DUNKERQUE, le FRAC et le LAAC/ arrière des bâtiments © db
Lancée fin avril 2018, cette nouvelle Saison est organisée conjointement par le LAAC (Lieu d’Art et d’Action contemporaine) et le FRAC Grand Large (Fonds régional d’Art contemporain). Le premier accueille jusqu’au 26 août « Enchanté », une exposition qui renvoie à l’énigme que constitue le processus de création d’une oeuvre.
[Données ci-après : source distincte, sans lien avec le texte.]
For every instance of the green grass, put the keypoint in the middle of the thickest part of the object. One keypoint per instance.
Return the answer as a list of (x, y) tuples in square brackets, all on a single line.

Tandis qu’avec « Tubologie – Nos vies dans les tubes » le second invite à explorer jusqu’au 30 décembre les liens entre la création contemporaine et l’écologie, par le biais particulier de la forme « tube ». Cette exposition est aussi l’occasion de découvrir le nouveau site du FRAC, sur le port de Dunkerque, dans un très beau bâtiment ouvert sur « le grand large » …
Inauguré en 2013, cet édifice signé Lacaton & Vassal (1), est conçu comme la réplique en transparence de l’ancienne halle AP2 (Atelier de préfabrication n°2), témoin historique de l’industrie des chantiers navals fermés en 1988. La rénovation de la halle avait été initialement envisagée, mais la construction d’un nouveau bâtiment « jumeau » avec des matériaux modernes s’est imposée aux architectes, comme moins coûteuse et plus adaptée à la conservation et l’exposition des collections. Et le résultat est remarquable. Ce « double » de la halle, de même dimension, adossé côté mer, est très lumineux grâce à la transparence des matériaux et dispose d’un espace intérieur entièrement modulable. Il communique avec la halle AP2 qui, restée dans son jus, peut accueillir des expositions temporaires en lien avec le FRAC, ou des concerts, salons, spectacles… (2)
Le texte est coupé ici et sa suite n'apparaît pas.